A four-game sweep of the Detroit Tigers at Target Field, capped by a 3-1 win on Thursday afternoon that pushed Minnesota to 7-6 on the season.

For a team that opened the year 1-4 and looked like it might be heading toward a long, forgettable summer, the turnaround has been quick and real.

After the series finale, Twins manager Derek Shelton did not hold back his feelings about what his group had accomplished against a divisional rival that entered the year as the favorite to win the American League Central.

"Very proud. I mean, full team effort," Shelton said. "I mean, it was a well-pitched game. It was a well-pitched series...but really proud of our group."

Pitching Carried the Sweep

Shelton was not exaggerating about the pitching.
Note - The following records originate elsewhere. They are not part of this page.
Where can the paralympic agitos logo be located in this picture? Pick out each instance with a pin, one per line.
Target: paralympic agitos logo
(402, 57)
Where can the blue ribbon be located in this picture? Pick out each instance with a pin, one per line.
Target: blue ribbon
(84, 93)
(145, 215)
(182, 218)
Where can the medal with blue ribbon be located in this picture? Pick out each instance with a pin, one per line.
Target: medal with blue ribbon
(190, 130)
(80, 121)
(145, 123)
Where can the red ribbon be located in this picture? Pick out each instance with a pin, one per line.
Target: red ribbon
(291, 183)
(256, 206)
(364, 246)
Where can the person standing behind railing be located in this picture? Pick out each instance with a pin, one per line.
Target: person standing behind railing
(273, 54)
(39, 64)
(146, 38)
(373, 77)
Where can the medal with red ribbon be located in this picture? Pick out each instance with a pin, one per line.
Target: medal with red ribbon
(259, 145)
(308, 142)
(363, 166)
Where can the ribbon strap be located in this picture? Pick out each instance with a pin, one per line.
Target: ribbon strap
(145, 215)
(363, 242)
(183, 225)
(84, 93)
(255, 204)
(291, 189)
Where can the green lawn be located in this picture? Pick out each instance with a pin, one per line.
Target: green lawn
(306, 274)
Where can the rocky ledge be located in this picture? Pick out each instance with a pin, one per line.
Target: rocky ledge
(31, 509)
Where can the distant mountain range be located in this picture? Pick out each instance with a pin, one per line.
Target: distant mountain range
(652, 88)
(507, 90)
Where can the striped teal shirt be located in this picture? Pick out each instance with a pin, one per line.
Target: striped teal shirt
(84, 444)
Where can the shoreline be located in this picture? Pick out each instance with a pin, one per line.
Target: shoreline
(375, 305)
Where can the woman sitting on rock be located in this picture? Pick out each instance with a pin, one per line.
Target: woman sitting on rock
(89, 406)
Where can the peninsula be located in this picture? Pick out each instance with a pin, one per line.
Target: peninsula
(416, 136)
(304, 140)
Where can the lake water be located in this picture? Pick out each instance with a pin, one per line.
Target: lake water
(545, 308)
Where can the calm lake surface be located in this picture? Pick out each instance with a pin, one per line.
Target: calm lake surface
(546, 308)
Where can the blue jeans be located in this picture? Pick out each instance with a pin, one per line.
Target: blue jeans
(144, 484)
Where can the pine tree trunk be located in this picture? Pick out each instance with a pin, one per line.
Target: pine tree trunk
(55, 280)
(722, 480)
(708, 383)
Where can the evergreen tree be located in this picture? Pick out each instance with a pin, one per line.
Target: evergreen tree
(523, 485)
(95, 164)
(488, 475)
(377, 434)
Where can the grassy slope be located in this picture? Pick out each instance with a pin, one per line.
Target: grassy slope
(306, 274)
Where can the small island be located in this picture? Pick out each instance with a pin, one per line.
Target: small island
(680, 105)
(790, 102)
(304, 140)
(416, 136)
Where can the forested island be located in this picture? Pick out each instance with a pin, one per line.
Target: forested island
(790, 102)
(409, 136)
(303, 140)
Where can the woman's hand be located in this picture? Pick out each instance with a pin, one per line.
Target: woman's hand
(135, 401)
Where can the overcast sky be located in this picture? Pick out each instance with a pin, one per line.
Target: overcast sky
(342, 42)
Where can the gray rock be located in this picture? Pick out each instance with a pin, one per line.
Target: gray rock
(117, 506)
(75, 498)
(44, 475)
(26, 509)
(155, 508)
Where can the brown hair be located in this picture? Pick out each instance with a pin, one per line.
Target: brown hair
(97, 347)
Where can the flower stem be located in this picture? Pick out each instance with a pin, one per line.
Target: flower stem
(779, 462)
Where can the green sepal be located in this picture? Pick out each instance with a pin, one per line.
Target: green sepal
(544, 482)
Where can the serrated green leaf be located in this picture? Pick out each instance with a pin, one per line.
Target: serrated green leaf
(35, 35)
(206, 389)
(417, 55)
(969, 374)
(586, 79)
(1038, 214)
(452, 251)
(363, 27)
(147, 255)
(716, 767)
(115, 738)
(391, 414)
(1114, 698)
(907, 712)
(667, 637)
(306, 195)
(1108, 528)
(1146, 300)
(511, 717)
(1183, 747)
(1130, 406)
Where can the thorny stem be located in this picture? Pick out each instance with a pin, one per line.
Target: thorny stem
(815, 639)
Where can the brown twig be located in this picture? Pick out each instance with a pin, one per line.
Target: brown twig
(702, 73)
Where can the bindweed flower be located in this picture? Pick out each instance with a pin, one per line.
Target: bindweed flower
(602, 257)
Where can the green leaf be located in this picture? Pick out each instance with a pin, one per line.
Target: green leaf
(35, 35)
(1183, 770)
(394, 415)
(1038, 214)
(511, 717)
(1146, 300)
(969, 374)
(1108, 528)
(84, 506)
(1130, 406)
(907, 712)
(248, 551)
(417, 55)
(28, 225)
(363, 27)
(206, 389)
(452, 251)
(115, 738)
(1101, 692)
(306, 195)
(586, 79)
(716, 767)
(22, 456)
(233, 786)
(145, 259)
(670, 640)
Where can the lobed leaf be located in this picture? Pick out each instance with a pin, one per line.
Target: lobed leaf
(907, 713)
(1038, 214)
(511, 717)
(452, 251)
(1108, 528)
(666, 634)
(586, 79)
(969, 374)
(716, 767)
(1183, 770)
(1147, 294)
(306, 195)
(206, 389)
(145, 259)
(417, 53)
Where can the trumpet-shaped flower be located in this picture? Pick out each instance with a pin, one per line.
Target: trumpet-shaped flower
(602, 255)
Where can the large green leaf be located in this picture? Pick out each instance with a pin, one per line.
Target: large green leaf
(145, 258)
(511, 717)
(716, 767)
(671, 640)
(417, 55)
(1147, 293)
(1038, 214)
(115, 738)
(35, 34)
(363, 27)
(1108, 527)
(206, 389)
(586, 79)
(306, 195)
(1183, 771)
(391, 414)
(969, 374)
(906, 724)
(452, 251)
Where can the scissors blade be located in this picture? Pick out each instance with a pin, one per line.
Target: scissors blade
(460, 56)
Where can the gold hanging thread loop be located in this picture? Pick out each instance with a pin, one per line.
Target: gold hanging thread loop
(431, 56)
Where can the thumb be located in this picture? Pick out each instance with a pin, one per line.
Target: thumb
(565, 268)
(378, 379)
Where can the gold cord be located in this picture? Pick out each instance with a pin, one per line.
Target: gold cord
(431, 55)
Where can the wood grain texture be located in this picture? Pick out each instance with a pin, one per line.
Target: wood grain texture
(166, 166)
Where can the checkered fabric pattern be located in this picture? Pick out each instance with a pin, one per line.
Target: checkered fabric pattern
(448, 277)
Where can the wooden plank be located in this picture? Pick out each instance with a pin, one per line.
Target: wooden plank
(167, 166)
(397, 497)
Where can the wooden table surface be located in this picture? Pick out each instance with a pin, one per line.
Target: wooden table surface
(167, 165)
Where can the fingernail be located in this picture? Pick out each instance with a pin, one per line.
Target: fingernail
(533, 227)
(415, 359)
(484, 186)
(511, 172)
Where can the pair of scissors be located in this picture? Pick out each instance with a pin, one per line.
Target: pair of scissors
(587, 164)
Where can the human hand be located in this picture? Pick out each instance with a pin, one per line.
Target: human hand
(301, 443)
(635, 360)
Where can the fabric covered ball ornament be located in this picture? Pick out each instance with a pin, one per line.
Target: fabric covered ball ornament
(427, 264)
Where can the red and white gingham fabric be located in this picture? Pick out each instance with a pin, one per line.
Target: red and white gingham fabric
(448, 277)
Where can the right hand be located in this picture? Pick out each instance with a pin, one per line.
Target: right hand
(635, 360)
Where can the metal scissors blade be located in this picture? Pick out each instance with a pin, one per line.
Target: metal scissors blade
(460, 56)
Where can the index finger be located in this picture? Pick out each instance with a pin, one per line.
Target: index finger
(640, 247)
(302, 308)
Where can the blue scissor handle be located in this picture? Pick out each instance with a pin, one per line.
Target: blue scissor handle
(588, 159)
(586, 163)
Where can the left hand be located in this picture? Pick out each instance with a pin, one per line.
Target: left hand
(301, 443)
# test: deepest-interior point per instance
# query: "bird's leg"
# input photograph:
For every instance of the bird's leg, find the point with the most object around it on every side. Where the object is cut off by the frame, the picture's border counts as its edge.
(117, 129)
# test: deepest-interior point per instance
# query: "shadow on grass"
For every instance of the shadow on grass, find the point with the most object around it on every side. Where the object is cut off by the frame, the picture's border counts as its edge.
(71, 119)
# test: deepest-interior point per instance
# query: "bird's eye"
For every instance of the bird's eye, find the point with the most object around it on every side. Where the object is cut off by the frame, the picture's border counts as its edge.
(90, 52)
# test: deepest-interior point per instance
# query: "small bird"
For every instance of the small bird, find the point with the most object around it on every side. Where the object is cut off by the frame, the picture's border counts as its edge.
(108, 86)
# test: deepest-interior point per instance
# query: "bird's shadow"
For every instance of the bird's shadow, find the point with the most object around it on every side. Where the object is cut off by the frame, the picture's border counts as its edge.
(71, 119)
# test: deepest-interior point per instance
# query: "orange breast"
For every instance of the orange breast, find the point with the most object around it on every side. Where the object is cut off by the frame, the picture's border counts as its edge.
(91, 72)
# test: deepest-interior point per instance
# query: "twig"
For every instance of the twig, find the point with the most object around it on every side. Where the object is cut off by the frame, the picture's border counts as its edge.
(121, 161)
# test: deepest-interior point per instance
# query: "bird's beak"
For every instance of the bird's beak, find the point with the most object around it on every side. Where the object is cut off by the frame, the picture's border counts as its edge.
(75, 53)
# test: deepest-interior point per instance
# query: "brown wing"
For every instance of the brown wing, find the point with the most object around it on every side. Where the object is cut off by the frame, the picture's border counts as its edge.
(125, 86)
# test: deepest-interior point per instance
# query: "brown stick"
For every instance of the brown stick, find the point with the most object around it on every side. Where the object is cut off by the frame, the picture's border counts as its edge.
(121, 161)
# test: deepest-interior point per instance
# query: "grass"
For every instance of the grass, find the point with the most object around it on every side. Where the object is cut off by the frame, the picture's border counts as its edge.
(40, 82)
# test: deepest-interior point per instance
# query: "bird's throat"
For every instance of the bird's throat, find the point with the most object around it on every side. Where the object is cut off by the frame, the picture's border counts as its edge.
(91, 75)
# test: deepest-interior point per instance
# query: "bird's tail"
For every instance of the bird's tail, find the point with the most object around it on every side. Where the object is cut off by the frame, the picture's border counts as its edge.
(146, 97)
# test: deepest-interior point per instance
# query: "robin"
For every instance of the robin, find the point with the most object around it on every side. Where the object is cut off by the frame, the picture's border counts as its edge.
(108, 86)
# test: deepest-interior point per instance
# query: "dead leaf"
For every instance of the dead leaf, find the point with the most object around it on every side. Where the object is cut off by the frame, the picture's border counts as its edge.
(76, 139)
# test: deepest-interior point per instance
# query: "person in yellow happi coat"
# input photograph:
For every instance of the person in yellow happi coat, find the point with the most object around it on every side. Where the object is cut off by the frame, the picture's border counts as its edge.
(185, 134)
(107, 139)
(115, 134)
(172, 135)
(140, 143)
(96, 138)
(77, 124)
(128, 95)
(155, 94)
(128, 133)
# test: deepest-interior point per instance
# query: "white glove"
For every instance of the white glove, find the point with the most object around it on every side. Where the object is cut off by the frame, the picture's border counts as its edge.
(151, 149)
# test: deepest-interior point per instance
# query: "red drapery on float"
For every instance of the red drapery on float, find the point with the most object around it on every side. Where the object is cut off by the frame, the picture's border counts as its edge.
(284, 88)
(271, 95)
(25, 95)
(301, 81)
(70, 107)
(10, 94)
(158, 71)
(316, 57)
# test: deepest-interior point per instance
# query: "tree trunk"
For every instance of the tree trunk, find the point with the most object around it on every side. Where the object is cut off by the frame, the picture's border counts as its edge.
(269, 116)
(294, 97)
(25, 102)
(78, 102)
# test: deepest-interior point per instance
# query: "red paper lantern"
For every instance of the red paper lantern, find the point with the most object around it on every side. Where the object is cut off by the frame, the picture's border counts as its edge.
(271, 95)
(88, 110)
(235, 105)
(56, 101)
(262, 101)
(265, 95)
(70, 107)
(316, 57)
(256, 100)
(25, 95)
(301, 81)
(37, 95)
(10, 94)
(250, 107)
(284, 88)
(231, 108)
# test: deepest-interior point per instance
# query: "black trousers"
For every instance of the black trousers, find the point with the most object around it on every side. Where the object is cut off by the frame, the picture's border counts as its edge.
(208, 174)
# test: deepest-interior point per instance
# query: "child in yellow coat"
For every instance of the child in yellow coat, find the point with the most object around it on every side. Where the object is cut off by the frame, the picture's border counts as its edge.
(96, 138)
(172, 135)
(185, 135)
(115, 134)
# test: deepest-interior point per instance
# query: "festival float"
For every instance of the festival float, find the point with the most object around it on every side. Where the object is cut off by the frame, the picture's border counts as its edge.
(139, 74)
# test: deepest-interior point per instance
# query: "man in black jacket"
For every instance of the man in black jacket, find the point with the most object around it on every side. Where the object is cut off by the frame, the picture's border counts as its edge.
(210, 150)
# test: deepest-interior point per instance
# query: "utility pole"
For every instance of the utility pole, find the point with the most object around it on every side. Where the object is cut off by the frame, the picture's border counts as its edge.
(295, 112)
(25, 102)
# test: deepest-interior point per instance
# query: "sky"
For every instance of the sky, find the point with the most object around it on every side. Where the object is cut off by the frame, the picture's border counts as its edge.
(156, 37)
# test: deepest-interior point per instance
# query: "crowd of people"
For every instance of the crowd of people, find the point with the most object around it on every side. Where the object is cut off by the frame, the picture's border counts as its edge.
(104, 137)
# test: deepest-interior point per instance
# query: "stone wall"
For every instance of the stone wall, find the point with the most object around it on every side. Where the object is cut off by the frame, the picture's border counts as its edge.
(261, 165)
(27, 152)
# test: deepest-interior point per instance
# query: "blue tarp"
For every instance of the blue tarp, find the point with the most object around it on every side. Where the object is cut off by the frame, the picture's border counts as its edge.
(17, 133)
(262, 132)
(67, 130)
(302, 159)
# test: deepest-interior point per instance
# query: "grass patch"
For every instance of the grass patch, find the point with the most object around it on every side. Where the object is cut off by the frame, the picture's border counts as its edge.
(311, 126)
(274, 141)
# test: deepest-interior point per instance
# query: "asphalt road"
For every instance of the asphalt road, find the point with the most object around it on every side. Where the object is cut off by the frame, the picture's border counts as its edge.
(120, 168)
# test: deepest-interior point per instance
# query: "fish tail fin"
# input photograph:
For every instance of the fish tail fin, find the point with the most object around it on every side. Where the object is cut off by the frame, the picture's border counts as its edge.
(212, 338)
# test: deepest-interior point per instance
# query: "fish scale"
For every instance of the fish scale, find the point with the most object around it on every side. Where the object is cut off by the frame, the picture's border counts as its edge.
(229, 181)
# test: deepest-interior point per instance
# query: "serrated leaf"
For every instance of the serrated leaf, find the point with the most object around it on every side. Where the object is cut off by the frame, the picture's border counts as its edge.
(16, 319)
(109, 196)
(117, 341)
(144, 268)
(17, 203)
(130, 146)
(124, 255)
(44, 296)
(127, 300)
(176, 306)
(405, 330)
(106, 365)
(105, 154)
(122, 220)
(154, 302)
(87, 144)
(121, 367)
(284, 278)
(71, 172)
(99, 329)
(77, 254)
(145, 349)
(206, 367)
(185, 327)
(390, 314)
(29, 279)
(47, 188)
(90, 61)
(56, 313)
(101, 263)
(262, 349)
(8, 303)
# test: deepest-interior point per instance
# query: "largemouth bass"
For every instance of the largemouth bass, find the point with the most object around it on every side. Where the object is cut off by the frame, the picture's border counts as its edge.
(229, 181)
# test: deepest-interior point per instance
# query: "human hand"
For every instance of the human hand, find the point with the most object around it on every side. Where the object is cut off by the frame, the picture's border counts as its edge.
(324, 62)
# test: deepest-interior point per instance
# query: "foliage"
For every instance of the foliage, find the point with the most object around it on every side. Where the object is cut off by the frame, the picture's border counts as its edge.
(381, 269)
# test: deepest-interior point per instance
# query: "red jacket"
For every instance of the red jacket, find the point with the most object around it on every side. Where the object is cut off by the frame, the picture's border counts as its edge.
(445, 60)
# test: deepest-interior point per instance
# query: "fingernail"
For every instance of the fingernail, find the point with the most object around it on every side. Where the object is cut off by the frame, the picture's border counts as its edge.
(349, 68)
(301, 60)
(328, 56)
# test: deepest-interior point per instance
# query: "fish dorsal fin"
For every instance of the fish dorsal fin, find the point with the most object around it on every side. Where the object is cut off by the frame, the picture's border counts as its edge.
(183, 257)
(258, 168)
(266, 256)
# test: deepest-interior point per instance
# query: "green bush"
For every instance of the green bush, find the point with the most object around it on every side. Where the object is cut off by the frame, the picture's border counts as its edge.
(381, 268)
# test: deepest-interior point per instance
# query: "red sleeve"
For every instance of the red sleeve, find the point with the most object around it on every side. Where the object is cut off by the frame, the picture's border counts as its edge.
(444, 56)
The Twins' staff was dominant across all four games, and the series showed what Minnesota is capable of when the whole roster contributes. J

oe Ryan set the tone in Game 1 with a gutsy effort in a 7-3 win, battling through a 39-pitch fourth inning before settling down and finishing strong.

Taj Bradley followed that up on Tuesday by striking out 10 Tigers in 6 1/3 innings while walking nobody in a 4-2 victory, and Bailey Ober turned in five scoreless innings in Wednesday's 8-6 win.

Then came Thursday, when Mick Abel delivered the best start of his young career.

Abel went six scoreless innings on 102 pitches, holding Detroit to just four hits while striking out six.

He entered the game with an 11.05 ERA after two rough outings to start the season, so the turnaround was massive.

Brooks Lee came through with a tiebreaking two-run single in the eighth inning to seal the sweep.

Why the Twins Have Surprised

Before the season started, almost everyone counted Minnesota out, and losing ace Pablo Lopez to Tommy John surgery before Opening Day made things look even bleaker.

But the clubhouse has tuned out the noise from the start, with players openly saying they do not care what projections say about them.

A big reason for the early success has been contributions from up and down the roster.

Byron Buxton has started heating up at the plate after a slow start, collecting three hits in Wednesday's win alone.

Luke Keaschall continues to look like the breakout candidate everyone hoped he would be, and Brooks Lee is growing into his role at shortstop with big moments like Thursday's go-ahead single.

Meanwhile, the Tigers have fallen to 4-9 and have now dropped nine of their last 11 games.

Detroit came into the series with the best batting average with runners in scoring position in all of baseball but went 0-for-11 in those situations in Thursday's finale alone.

That is a rough look for a team that spent big this winter with a franchise-record payroll pushing $400 million.

Minnesota heads to Toronto for a three-game set starting Friday, and the momentum from this sweep could carry them into a stretch where they start turning heads around the league.